Martin Luther King, Jr: What He Had To Say About Republicans


You would think that ABC News would check a few of the facts they throw out into the world, but apparently not. Once it goes out to the public, people think it is true, and why not? After all, the news used to be pretty much straight-forward.

Here’s what ABC reported that Republican National Committee woman from North Carolina Ada Fisher said:

‘Most people don’t talk about the fact that Martin Luther King was a Republican.’

That might be, because he was not a Republican. Fisher is so wrong! Republican have taken up this mantra and spread it all over Twitter and the internet, especially since this marks the 50th anniversary of Martin Luther King’s march on Washington.

The myth that King is a Republican may have started with his niece, Republican activist Alveda King. Republicans ate it up, even buying billboards to spread this loathsome lie.

Here is what is true. Martin Luther King, Jr. was not a Republican. He wasn’t a Democrat either. Now, that is a surprise. I would have sworn he was a Democrat, because he represents so many of the Democrat values.

King kept himself separate from politics more or less, and he never publicly endorsed a politician of any party. In an interview he gave in 1958, King said:

‘I don’t think the Republican party is a party full of the almighty God nor is the Democratic party. They both have weaknesses … And I’m not inextricably bound to either party.’

In King’s autobiography, he commented on the Republican party. In Chapter 23, he writes about the 1964 Republican National Convention:

‘The Republican Party geared its appeal and program to racism, reaction, and extremism. All people of goodwill viewed with alarm and concern the frenzied wedding at the Cow Palace of the KKK with the radical right. The “best man” at this ceremony was a senator whose voting record, philosophy, and program were anathema to all the hard-won achievements of the past decade.’

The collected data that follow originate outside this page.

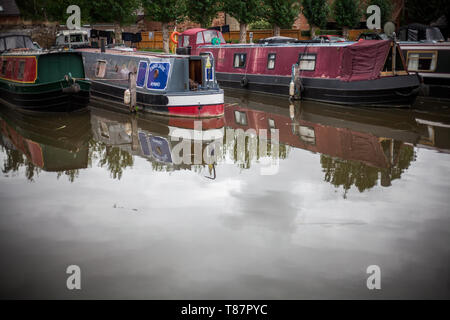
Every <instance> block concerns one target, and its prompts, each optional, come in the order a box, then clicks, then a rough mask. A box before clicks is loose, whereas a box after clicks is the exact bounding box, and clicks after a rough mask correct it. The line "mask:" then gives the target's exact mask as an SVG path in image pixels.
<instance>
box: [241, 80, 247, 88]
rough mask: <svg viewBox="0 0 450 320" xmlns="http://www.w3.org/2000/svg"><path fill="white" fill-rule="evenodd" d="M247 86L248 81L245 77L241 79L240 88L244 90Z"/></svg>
mask: <svg viewBox="0 0 450 320" xmlns="http://www.w3.org/2000/svg"><path fill="white" fill-rule="evenodd" d="M247 86H248V79H247V77H243V78H242V79H241V87H242V88H245V87H247Z"/></svg>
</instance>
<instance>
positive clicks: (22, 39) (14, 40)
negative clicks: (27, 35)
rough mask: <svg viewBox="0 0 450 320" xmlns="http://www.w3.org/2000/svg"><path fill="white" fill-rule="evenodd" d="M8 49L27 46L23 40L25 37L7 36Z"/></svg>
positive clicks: (20, 36)
mask: <svg viewBox="0 0 450 320" xmlns="http://www.w3.org/2000/svg"><path fill="white" fill-rule="evenodd" d="M5 41H6V49H16V48H25V42H24V41H23V37H22V36H19V37H17V36H16V37H14V36H13V37H6V38H5Z"/></svg>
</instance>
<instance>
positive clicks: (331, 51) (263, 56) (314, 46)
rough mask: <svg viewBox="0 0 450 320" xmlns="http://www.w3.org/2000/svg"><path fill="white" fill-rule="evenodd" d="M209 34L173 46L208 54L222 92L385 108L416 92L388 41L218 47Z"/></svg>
mask: <svg viewBox="0 0 450 320" xmlns="http://www.w3.org/2000/svg"><path fill="white" fill-rule="evenodd" d="M210 32H211V30H205V29H192V30H188V31H186V32H183V33H182V34H181V35H180V37H181V38H182V39H183V40H182V41H183V42H182V46H183V47H181V41H180V42H179V43H178V46H179V48H183V49H182V50H184V51H186V52H190V53H191V54H194V55H202V54H212V55H213V56H214V58H215V61H216V73H217V80H218V81H219V83H221V84H222V85H223V86H226V87H232V88H240V89H244V90H249V91H259V92H264V93H271V94H279V95H284V96H296V97H299V96H300V97H301V98H302V99H307V100H315V101H321V102H327V103H336V104H346V105H355V106H359V105H364V106H385V107H386V106H410V105H411V104H412V103H413V102H414V100H415V98H416V96H417V94H418V91H419V85H420V79H419V77H418V76H417V75H416V74H409V73H408V72H407V71H406V67H405V65H404V60H403V58H402V56H401V54H400V50H399V49H398V46H397V45H396V44H395V43H394V42H392V41H388V40H383V41H369V40H368V41H362V42H340V43H337V42H333V43H332V42H329V43H317V41H299V42H298V43H287V44H226V45H222V44H219V43H218V41H215V40H214V39H212V38H211V36H210ZM214 32H216V33H217V34H216V36H217V38H220V37H221V34H220V32H218V31H215V30H214ZM206 33H207V34H208V35H207V36H206V35H205V34H206ZM213 43H216V44H213ZM331 62H332V63H331Z"/></svg>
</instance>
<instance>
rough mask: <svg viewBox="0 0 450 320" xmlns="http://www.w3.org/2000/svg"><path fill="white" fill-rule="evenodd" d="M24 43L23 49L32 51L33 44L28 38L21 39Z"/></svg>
mask: <svg viewBox="0 0 450 320" xmlns="http://www.w3.org/2000/svg"><path fill="white" fill-rule="evenodd" d="M23 39H24V42H25V48H27V49H34V44H33V41H31V39H30V38H29V37H23Z"/></svg>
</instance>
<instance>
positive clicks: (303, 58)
mask: <svg viewBox="0 0 450 320" xmlns="http://www.w3.org/2000/svg"><path fill="white" fill-rule="evenodd" d="M299 67H300V70H304V71H314V70H315V69H316V55H315V54H300V57H299Z"/></svg>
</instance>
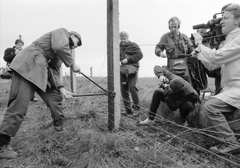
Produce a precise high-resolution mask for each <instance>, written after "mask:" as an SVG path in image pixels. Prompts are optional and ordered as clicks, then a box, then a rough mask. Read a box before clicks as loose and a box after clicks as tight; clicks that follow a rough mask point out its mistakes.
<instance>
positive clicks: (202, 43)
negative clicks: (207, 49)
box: [197, 28, 222, 95]
mask: <svg viewBox="0 0 240 168" xmlns="http://www.w3.org/2000/svg"><path fill="white" fill-rule="evenodd" d="M197 32H198V33H200V34H204V33H206V29H205V28H202V29H199V30H198V31H197ZM202 44H203V45H204V46H206V47H209V48H211V46H210V42H209V39H206V38H205V39H203V40H202ZM204 72H206V74H207V75H208V77H210V78H214V79H215V82H214V84H215V92H214V95H216V94H218V93H220V92H221V91H222V86H221V79H222V77H221V68H218V69H215V70H213V71H209V70H208V69H207V68H204Z"/></svg>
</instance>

Senator Goldwater was not a racist, but he couldn’t get his head around poverty, and he probably didn’t try. His beliefs were more supportive of the racist. At a moment in time where people were so concerned about civil rights, Goldwater was clearly out of step.

His candidacy for president and belief system supported extremists of all flavors. Goldwater wrapped himself in the American flag.

Due to this, King spoke out publicly about Goldwater:

‘I had no alternative but to urge every Negro and white person of goodwill to vote against Mr. Goldwater and to withdraw support from any Republican candidate that did not publicly disassociate himself from Senator Goldwater and his philosophy.’

To prevent racist Goldwater from winning the elections, King did criss-cross the country, stumping for Lyndon B. Johnson in 1964. Biographer Nick Kotz said that King was “maintaining only a thin veneer of bipartisanship.”

When Johnson won, King called Johnson’s win a “great victory for the forces of progress and a defeat for the forces of retrogress.”

King also spoke about Ronald Reagan, the hero of today’s Republicans:

‘When a Hollywood performer, lacking distinction even as an actor can become a leading war hawk candidate for the Presidency, only the irrationality induced by a war psychosis can explain such a melancholy turn of events.’

Dave Garrow’s biography of King won a Pulitzer Prize. He said that “It’s simply incorrect to call Dr. King a Republican.”

However, Garrow said that King did hold some Republicans in high regard, including Richard Nixon and Nelson Rockefeller, and he did not hesitate to criticize Johnson’s escalation of the Vietnam War.

King’s son Martin Luther King III said this about his father in 2008::

‘It is disingenuous to imply that my father was a Republican. He never endorsed any presidential candidate, and there is certainly no evidence that he ever even voted for a Republican.’

Garrow maintained that he had little, if any, doubt that King voted for Kennedy in 1960 and Johnson in 1964.